The effects of economic adversity on electoral turnout : the case of Spain during the Great Recession (2008-2016).
This paper examines the effects of an economic crisis on electoral turnout, particularly the effects of economic deprivations and grievances among economically disadvantaged citizens. Previous studies defending the withdrawal thesis (Rosenstone, 1982), the role of resources (Brady, Scholzman & Verba, 1995), of grievances (Kern, Marien & Hooghe, 2015; Galais & Lorenzini, 2018) or the mobilisation argument (Carreras & Castañeda-Angarita, 2019), could not establish a clear relation between the effects of an economic crisis and the electoral turnout. Few studies could operationalise these effects due to a lack of available data regarding economic deprivations. These studies highlighted contradictory or heterogeneous effects. Can the citizens the most affected by a crisis, assert their voice through voting?
The hypothesis defended here is that the most disadvantaged citizens and those suffering economic deprivations, are more likely to vote in times of an economic crisis than in 'normal times'. In addition, political inequalities between the wealthiest and the victims of a crisis may worsen in some elections, while they can decrease under certain political conditions.
This article is based on a longitudinal study of post-electoral surveys of general elections in Spain between 2008 and 2016 produced by the Centro de Investigaciones Sociológicas [Centre of Sociological Research]. Spain has been one of the European countries which has suffered the most because of the Great Recession.

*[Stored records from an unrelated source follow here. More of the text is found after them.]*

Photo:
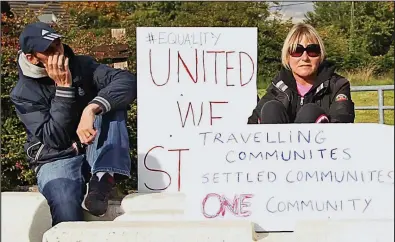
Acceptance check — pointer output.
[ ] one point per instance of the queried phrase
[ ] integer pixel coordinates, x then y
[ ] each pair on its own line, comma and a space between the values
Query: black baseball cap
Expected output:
37, 37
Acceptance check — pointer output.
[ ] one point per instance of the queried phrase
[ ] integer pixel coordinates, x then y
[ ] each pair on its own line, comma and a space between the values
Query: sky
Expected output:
296, 10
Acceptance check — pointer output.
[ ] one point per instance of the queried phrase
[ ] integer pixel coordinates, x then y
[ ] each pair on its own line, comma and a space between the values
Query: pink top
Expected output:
303, 89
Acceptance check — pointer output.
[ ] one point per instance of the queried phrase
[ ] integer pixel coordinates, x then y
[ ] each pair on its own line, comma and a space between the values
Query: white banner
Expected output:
276, 175
189, 78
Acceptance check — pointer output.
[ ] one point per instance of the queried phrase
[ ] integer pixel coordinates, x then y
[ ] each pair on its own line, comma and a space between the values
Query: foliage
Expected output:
358, 34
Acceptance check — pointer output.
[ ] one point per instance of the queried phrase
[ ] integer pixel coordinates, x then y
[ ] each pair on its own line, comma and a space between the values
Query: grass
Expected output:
366, 78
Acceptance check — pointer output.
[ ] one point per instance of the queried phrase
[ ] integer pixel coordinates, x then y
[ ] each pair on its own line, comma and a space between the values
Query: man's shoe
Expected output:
96, 202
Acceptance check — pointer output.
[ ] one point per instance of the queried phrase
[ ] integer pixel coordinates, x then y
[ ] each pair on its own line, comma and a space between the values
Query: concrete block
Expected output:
153, 202
218, 231
25, 216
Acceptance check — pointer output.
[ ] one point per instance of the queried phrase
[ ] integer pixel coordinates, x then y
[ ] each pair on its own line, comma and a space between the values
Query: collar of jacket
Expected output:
285, 78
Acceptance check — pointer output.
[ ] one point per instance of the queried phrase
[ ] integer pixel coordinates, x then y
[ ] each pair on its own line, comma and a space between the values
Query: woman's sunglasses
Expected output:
312, 50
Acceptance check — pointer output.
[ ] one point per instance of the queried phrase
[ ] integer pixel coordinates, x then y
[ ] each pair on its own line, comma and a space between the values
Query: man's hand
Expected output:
85, 130
58, 70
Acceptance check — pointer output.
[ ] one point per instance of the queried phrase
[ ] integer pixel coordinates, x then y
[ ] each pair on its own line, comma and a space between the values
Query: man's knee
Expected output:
64, 197
311, 113
273, 112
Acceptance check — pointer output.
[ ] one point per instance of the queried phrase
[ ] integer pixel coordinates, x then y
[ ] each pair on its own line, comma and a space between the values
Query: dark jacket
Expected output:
330, 91
51, 114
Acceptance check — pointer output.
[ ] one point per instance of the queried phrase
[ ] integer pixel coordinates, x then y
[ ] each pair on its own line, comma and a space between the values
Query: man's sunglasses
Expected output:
313, 50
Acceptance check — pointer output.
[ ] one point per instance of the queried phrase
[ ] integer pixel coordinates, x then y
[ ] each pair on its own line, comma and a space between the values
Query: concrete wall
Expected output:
159, 217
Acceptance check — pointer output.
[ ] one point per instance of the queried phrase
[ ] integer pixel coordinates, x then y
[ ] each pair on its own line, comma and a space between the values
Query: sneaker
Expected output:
96, 202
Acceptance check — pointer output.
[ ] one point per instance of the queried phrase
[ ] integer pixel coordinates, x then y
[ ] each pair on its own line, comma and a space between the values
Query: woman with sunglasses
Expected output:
306, 90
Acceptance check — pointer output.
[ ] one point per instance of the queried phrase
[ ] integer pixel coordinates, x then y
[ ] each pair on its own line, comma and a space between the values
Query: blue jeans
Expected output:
62, 182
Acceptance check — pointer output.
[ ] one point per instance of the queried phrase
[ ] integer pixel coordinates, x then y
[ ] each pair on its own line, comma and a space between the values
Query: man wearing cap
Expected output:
74, 113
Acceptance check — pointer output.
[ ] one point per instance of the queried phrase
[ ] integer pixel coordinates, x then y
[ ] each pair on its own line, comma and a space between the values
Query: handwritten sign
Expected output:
276, 175
189, 78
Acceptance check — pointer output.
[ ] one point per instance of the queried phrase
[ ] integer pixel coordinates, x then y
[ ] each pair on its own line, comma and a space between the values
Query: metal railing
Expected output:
380, 90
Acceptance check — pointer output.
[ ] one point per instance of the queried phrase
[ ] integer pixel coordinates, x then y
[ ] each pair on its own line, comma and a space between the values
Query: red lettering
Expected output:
211, 111
215, 62
186, 67
204, 69
205, 214
179, 165
253, 68
190, 107
236, 207
244, 204
155, 170
228, 68
168, 71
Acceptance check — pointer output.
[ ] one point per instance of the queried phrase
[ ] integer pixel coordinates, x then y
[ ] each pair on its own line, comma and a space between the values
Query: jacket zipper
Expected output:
28, 149
39, 152
301, 101
281, 91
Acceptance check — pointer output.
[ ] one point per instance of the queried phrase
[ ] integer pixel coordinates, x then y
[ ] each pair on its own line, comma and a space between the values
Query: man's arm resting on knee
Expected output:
342, 107
53, 125
117, 88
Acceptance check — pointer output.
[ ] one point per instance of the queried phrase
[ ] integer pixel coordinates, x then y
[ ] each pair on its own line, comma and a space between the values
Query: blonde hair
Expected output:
294, 37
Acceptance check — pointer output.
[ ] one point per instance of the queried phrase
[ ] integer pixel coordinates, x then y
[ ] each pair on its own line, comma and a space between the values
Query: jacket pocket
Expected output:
33, 151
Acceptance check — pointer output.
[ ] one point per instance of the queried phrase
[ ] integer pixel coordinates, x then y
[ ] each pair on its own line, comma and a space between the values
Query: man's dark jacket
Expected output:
51, 114
330, 91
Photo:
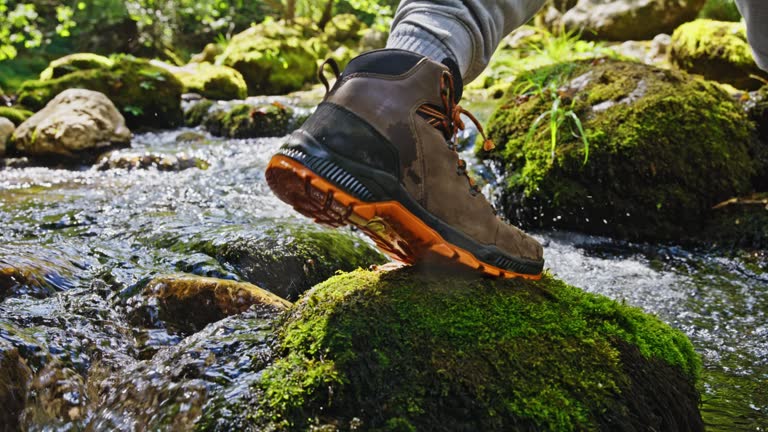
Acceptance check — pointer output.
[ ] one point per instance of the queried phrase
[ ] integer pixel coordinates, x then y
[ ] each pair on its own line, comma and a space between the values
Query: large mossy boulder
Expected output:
629, 19
282, 257
73, 63
663, 149
148, 96
756, 106
208, 80
76, 124
344, 29
718, 50
273, 57
408, 350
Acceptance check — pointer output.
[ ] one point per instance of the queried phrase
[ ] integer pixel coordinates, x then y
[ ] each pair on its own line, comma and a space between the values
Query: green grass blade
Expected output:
581, 132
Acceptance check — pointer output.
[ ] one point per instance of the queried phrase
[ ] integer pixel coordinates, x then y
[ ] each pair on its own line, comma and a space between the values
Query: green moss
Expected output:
273, 58
344, 29
248, 121
195, 114
148, 96
73, 63
721, 10
405, 349
663, 148
16, 115
739, 223
717, 50
213, 82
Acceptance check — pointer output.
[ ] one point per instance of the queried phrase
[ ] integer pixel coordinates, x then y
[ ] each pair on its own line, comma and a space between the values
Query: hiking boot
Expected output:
379, 153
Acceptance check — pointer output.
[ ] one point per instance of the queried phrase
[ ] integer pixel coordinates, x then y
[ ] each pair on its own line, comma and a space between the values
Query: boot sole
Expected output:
394, 229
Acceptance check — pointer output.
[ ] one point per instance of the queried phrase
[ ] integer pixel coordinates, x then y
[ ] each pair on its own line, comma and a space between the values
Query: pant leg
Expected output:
469, 30
755, 13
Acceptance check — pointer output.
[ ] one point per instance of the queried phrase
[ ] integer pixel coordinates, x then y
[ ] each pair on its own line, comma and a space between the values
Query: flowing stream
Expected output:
76, 226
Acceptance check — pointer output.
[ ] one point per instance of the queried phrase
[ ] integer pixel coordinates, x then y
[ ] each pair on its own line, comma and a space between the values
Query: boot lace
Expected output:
451, 123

It has also experienced a disruption of its two-party system. Moreover, general elections are the most participative elections in the Spanish electoral system, where the victims of a crisis might be more likely to vote.
First, it is necessary to address the social profile of the crisis’ victims who participated in the ballots. Then, several logistic regressions can be elaborated to check on the effects of the independent variables: economic adversity and grievances, and of additional control variables: social resources, political attitudes and context.
Results show that economic adversity and grievances have had heterogeneous effects depending on political context and previous individual resources of the crisis' victims. The associated effects of financial deprivations, crisis-related grievances, and critical political attitudes, had a positive effect on electoral turnout in 2015, but not in 2008 before the crisis, nor in 2011 or 2016. This effect occurred in ‘unusual circumstances’, with an agenda-setting favourable to the interests of the victims of the crisis and the surge of new political parties. Against all odds, the citizens who were deprived of part of their wage, or who receive benefits, tended to vote more, while on the contrary, people who lost their job, or insecure workers, voted less. The lack of social resources of some citizens may explain the decreasing electoral turnout of the unemployed working-class, and less educated citizens in some less favourable political and economic circumstances, thus increasing political inequalities.
The current global pandemic and economic depression might rekindle discussions about the capacity of voting as a way to integrate every citizen to express their grievances in ‘storm and political distrust times’ (Kern et al., 2015; Santana, Rama and Bértoa, 2020).